When she was 21, Fukuda was invited by judo’s founder, Jigoro Kano, to join the newly formed women’s division of the Kodokan (the home of judo). Kano was a visionary and encouraged women to throw one another around on judo mats at a time when most women dared not bare their legs. Kano’s untimely death in 1938 left female judo students at the mercy of the old-fashioned, sexist Kodokan Judo Institute for several decades.
During WWII, Fukuda braved the streets of firebombed Tokyo and commuted daily to teach her beloved judo classes. Kano had charged his students with going abroad and expanding the world of judo. Fukuda had already made a lifetime commitment to judo and took this on.
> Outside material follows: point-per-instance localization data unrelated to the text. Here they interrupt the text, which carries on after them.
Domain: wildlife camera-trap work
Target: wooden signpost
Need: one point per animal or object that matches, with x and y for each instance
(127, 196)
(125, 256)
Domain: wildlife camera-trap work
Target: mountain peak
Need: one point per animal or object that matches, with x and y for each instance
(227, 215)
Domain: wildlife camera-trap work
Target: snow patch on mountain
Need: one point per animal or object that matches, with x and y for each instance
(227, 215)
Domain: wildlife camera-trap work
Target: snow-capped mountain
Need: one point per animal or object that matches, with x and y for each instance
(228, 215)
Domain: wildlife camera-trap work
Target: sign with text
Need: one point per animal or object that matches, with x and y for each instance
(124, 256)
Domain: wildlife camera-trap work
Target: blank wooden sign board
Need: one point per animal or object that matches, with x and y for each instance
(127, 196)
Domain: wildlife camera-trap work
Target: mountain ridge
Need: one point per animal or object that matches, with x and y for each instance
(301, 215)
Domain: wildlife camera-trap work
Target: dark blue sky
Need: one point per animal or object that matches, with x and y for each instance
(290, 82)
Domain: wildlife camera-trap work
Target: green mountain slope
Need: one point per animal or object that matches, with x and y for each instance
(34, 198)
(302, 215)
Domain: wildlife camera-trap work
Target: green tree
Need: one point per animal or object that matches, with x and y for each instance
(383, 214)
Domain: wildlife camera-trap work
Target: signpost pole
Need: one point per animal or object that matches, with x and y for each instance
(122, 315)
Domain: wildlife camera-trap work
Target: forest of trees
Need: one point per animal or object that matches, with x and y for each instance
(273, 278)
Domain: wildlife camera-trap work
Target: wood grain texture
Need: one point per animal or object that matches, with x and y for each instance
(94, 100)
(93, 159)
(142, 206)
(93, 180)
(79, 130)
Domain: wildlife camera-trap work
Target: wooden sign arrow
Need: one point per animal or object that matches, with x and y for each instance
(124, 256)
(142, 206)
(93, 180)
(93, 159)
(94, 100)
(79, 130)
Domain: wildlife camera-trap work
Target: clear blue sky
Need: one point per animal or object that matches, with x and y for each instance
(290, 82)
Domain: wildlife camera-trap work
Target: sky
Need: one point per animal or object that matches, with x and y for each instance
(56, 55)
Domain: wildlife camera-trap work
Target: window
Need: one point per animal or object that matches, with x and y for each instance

Soon after the war ended, she was invited to the U.S. to teach judo. This opened up a new world for her and she taught judo to women and brought a skill level unmatched in the western world. She settled in San Francisco during the height of the women’s movement and soon opened her own judo dojo (studio). Fukuda became friends with one of her students, Dr. Shelley Fernandez, who was the president of NOW in San Francisco. Fernandez took on the cause of judo inequality for women and petitioned the Kodokan to promote Fukuda to 6th degree after she was frozen at 5th degree for 30 years. (1972) Forty years later she became one of only four living, to hold the rare honor of 10th degree.
Fukuda Sensei passed away on February 9, 2013. She was 99 years old, and had taught judo in San Francisco until just before her death. She was last disciple of judo’s founder, Jigoro Kano.